Thomas Sewell, University of New South Wales, Sidney Australia

Verifying an OS Kernel down to the Binary Level

Bugs in crucial software systems are a constant, unfortunate nuisance. Formal verification is an attractive theoretical solution to the problem, but one which has been applied to only a tiny number of real programs. This talk begins with a recap of one such verification: the proof of functional correctness of the seL4 microkernel. We will take a brief look at the big picture of this proof and some aspects of seL4's design that made the problem tractable.

The functional correctness proof for seL4 initially assumed the correctness of the compiler, hardware control routines and initialization code. The body of this talk will focus on recent work which addresses the compiler correctness assumption by showing that the semantics of the compiled binary matches the semantics of the C source which was assumed in the earlier proof. We target the Cambridge ARM semantics, gcc (4.5.1) at optimization level 1, and the previously-verified parts of seL4. We use a combination of proof-producing conversions in Isabelle/HOL and HOL4 and a custom correspondence finder for assembly-like programs powered by modern SMT solvers.

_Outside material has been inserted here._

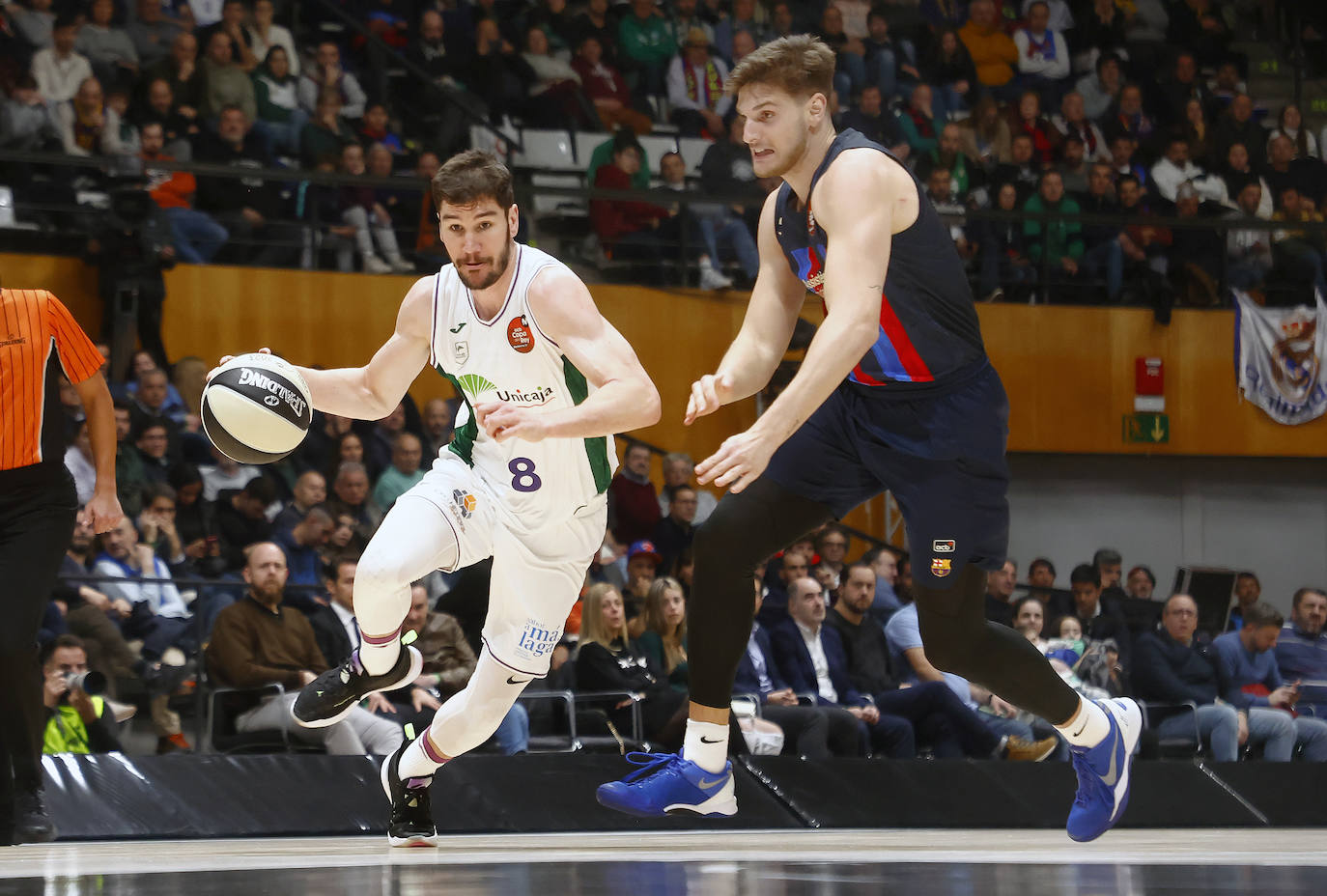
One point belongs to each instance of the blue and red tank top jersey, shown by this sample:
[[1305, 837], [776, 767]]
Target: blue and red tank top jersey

Presenter Bio: Thomas is a PhD student at the University of New South Wales in Sidney Australia. He is working on extensions to the verification of the seL4 microkernel. He was a core team member of the L4.verified project that proved the functional correctness of the kernel. Since the completion of that project he has extended the functional correctness proof to include the fastpath and worked on an access control model for seL4. He is now working on eliminating the compiler correctness assumption from the seL4 proof by establishing that the compilation was faithful to the assumed semantics of the C code. His upcoming PLDI paper, Translation validation for a verified OS kernel, can be found here:http://www.nicta.com.au/pub?doc=6449

May 31

Nosayba El-Sayed

Reading between the lines of failure logs: Understanding how HPC systems fail

As the component count in supercomputing installations continues to increase, system reliability is becoming one of the major issues in designing HPC systems. These issues will become more challenging in future Exascale systems, which are predicted to include millions of CPU cores. Efficiently running those systems will require a good understanding of how different factors impact system reliability. In this work we use a decade worth of field data made available by Los Alamos National Lab to study the impact of a diverse set of factors on the reliability of HPC systems. We provide insights into the nature of correlations between failures, and investigate the impact of factors, such as the power quality, temperature, fan and chiller reliability, system usage and utilization, and external factors, such as cosmic radiation, on system reliability.

Nosayba is a third year PhD student in the department of Computer Science working under the supervision of Professor Bianca Schroeder. Her research focuses on collecting and analyzing large-scale field data from production machines and applying rigorous statistical and analytical methods to explore opportunities for reliability and energy-efficiency improvements.